Это был центровой подъезд, там все легко брали Н., поднимались на два этажа, вмазывались и выбрасывали шприцы в окно. Козырек, нависающий над выходом из подъезда, был постоянно завален грязными баянами с кровью всех нариков Района. Склад использованных приборов. Красный снял курточку, кое-как пролез сквозь узкое окно, выкарабкался на этот козырек, стал подбирать чужие использованные шприцы и в надежде хоть на что-то колоть себя остатками.
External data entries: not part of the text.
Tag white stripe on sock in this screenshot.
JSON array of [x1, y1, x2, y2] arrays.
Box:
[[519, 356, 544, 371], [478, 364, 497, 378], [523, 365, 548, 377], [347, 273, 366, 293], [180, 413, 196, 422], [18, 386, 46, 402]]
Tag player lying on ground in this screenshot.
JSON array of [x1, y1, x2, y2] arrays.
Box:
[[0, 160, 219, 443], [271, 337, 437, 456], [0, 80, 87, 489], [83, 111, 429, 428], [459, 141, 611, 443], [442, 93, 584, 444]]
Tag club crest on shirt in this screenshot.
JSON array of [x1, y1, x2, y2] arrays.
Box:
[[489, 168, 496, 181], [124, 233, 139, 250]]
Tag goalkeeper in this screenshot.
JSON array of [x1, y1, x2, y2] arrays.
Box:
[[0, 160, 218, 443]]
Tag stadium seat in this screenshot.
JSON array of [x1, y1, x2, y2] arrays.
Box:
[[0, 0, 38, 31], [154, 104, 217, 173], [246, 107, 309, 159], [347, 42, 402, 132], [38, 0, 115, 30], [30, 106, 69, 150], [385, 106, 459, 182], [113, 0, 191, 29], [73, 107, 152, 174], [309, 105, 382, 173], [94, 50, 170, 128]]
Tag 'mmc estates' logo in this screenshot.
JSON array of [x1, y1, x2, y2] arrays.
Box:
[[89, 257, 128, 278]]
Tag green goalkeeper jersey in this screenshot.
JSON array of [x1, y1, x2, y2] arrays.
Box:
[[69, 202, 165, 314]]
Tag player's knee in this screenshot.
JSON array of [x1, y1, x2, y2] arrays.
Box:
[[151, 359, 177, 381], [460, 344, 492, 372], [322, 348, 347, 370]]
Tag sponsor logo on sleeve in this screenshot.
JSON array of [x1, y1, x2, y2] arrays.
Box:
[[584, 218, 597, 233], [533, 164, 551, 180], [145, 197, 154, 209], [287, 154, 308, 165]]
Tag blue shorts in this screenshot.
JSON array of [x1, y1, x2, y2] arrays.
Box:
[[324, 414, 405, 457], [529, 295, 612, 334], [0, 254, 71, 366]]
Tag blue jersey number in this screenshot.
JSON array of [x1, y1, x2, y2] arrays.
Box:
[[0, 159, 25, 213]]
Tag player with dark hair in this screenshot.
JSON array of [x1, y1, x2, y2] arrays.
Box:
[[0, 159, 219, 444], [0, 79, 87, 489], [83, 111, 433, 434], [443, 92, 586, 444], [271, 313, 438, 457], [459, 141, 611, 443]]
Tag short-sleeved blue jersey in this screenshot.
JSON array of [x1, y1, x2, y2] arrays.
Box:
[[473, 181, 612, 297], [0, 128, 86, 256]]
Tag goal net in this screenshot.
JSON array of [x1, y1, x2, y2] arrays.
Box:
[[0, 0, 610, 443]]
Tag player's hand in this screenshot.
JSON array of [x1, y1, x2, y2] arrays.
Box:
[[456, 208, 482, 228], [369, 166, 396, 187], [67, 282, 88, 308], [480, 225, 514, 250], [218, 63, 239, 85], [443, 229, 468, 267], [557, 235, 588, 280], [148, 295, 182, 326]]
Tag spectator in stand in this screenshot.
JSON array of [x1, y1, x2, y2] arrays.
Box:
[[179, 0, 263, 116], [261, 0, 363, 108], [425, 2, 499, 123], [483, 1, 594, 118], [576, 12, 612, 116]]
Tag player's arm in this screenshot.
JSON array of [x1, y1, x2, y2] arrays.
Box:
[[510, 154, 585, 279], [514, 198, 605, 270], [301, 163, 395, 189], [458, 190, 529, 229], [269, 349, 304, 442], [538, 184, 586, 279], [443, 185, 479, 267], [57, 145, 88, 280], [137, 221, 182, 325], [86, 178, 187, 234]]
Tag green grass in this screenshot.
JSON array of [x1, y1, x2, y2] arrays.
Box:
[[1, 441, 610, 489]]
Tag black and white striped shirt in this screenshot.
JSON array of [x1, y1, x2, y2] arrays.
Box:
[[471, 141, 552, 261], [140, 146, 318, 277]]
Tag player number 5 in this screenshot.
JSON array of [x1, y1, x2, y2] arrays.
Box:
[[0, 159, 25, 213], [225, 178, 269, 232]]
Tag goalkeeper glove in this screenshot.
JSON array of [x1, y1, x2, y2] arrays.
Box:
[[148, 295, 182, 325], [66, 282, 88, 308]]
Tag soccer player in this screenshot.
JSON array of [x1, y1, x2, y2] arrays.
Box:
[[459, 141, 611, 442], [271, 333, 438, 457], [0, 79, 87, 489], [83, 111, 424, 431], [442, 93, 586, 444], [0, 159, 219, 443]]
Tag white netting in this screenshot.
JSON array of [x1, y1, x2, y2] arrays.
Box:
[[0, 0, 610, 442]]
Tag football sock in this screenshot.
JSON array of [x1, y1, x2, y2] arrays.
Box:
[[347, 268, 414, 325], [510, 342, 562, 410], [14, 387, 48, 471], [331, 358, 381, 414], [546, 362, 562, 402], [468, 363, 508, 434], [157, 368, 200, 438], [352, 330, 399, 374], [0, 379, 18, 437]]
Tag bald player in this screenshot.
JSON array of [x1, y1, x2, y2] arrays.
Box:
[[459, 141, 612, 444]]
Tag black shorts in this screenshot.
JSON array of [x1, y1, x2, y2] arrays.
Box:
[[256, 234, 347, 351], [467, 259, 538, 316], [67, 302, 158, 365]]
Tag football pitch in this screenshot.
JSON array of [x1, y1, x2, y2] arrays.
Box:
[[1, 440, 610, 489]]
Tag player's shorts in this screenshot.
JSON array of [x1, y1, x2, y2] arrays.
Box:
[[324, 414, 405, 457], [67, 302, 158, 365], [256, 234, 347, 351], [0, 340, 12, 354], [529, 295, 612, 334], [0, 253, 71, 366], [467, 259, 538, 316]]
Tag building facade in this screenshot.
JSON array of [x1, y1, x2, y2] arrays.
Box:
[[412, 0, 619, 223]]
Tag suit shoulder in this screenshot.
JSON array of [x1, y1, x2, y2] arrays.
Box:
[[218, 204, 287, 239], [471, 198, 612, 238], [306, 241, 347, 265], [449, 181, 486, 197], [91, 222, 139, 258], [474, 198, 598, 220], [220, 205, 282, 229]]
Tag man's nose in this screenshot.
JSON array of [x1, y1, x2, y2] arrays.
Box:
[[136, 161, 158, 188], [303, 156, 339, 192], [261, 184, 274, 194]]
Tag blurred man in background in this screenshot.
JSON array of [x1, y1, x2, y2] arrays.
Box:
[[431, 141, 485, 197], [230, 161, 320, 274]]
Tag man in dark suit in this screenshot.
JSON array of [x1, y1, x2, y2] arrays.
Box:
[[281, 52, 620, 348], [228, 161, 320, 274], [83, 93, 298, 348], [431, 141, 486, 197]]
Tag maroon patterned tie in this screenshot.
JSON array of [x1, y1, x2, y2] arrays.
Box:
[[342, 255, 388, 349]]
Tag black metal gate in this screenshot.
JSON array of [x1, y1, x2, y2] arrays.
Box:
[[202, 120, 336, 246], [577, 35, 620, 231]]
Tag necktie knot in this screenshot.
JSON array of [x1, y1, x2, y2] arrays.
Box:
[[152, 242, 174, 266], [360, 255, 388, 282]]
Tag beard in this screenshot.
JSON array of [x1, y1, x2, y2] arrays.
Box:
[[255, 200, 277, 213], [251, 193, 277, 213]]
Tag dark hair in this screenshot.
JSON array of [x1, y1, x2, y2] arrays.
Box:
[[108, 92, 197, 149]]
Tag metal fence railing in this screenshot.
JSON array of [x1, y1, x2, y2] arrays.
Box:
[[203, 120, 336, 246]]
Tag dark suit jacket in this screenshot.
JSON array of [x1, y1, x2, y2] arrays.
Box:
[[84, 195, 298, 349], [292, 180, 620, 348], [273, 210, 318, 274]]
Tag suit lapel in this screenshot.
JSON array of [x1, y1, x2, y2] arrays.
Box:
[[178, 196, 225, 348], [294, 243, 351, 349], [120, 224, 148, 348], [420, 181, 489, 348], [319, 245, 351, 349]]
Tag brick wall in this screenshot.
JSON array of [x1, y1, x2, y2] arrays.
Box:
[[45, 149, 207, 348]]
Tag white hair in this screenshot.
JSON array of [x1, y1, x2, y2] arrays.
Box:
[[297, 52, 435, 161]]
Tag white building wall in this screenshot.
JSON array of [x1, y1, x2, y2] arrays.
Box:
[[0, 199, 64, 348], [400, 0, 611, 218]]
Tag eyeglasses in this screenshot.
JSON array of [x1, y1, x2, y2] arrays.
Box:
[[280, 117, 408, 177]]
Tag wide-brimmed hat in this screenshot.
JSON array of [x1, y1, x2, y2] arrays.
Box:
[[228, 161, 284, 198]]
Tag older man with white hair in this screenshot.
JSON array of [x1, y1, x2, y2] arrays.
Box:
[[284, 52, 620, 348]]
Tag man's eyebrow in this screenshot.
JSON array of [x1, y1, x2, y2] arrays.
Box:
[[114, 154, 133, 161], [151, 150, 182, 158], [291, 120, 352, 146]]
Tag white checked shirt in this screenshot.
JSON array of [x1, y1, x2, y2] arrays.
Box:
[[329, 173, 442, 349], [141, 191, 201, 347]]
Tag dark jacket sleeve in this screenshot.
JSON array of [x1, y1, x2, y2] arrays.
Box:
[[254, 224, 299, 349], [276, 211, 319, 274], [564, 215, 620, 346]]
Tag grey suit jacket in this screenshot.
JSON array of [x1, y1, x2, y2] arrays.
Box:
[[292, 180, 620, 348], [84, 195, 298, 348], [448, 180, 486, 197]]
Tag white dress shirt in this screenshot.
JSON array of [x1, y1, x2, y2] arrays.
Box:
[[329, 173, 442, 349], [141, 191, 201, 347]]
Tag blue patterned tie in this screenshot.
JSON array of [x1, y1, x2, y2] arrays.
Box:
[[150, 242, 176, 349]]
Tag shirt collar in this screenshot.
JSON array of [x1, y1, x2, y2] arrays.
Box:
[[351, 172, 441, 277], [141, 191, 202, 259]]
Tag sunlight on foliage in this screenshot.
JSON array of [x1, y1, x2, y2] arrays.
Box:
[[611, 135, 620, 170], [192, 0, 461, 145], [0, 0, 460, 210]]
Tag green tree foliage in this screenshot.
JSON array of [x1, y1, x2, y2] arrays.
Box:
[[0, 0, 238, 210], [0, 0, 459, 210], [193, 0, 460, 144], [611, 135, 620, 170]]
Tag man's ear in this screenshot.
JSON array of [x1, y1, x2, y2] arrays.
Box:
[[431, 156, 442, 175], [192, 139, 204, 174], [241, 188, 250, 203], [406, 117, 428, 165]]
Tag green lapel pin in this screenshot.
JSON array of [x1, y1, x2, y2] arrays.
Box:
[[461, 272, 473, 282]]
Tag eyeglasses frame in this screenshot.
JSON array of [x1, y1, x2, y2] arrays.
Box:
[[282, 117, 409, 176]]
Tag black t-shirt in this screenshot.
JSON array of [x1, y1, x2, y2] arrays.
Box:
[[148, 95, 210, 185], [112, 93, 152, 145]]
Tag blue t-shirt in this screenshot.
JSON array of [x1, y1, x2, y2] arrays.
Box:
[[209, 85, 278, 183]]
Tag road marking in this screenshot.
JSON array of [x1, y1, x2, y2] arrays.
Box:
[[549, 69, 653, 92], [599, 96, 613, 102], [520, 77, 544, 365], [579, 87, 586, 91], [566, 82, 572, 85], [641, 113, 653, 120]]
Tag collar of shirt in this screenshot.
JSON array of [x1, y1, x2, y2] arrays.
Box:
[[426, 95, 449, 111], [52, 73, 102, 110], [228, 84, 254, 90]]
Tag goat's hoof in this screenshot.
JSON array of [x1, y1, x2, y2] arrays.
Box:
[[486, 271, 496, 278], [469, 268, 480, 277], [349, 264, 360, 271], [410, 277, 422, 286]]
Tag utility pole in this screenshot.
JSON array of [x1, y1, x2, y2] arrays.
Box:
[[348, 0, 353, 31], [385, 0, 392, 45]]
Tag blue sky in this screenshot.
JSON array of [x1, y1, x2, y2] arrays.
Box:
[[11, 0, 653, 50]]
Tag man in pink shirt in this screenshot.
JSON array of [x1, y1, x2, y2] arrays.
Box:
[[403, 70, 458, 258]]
Кульминация судьбы. Человек и его пустота, которую надо чем-то заполнить. Шприц за шприцом. Игла за иглой. Кайф. Через два дня рука опухла, посинела и покрылась карбункулами. Классический катаклизм. Заражение крови. Он совершенно один целые день орал от боли в каком-то героиновом притоне, а потом умер. Наркоманы выбросили его тело в подъезде. Брукс тоже умер от героина. Когда-то он увлекался электронной музыкой, хотел стать ди-джеем, искал свой внутренний мир. Попробовал наркотик. Понравилось. Стал колоться. Однажды пошел в туалет, догнаться, вмазался, передоз. Умирал 3,5 часа. Бедная зашуганная наркоманами старушка-мать боялась открыть дверь. Атлет жив, я знал его давно. Тренажерные залы в школе, потом плотно сидел на героине, сейчас слез. В последнее время мы несколько раз обкуривались его травой. Когда закрыли несколько точек и стандартные пути покупки наркотиков перестали функционировать, то сразу же начинается поиск новых вариантов, поэтому я дал Атлету денег на пять граммов гашиша.

- Да, - исушающе говорил он, - знаю, что барыг прикрыли, но я обладаю выходами на человека, он не для всех торгует, только для своих, и могу тебе по старой дружбе помочь.

- Качество?

- Выше среднего. Мы вчера дунули из этой партии, я не смог даже говорить по началу.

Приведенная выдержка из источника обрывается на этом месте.